Figure 1: Genetic analysis of the homozygous region on chromosome 16.

A. B-allele frequency plot of a single-nucleotide-polymorphism (SNP)-array showing a large stretch of homozygosity from 16q22.1–16q24.3 present in the affected proband but not in the unaffected family members. The red asterisk indicates the location of the exon 6 deletion in WWOX. B. The Log-R ratio on the SNP-array shows the copy number variation (CNV) at WWOX exon 6. The proband has a CNV of 0 and the mother and brother have a CNV of 1, whereas the father has both alleles at this location.
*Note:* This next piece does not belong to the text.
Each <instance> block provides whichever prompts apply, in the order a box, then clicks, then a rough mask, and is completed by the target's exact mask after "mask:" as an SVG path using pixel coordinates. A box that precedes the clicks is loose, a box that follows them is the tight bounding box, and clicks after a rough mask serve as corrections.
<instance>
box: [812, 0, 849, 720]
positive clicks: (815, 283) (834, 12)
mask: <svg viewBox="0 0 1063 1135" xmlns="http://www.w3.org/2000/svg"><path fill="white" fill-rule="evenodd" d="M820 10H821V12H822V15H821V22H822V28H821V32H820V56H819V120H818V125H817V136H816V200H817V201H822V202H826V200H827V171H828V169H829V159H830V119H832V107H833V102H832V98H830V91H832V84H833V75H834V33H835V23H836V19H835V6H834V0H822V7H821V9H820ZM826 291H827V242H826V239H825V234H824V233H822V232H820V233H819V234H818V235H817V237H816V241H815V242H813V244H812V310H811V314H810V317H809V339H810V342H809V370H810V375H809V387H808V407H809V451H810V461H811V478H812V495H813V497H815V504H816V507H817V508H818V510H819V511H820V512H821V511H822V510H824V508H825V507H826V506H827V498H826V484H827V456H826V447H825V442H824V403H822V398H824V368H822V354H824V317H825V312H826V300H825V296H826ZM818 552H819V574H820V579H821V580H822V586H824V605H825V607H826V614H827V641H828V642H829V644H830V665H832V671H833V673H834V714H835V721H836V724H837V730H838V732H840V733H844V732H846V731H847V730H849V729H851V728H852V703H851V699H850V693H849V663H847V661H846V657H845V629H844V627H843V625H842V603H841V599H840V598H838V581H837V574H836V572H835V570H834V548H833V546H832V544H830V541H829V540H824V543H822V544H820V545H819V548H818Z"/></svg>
C. Three SNPs in and near WWOX exon 5, 6 and 9 reveal non-Mendelian inheritance for the proband, who consistently inherited only the variant from her mother. The SNP in exon 12 of CDH5, located at 16q21 shows normal Mendelian inheritance for the proband. D. Relative mRNA expression reflecting allele frequencies for the three non-Mendelian SNPs in WWOX determined by digital droplet PCR. No loss of alleles for WWOX exons 5 and 9 compared to exon 12 of CDH5 confirmed the bi-allelic deletion of exon 6 observed in our proband and the mono-allelic deletion in the mother and the brother.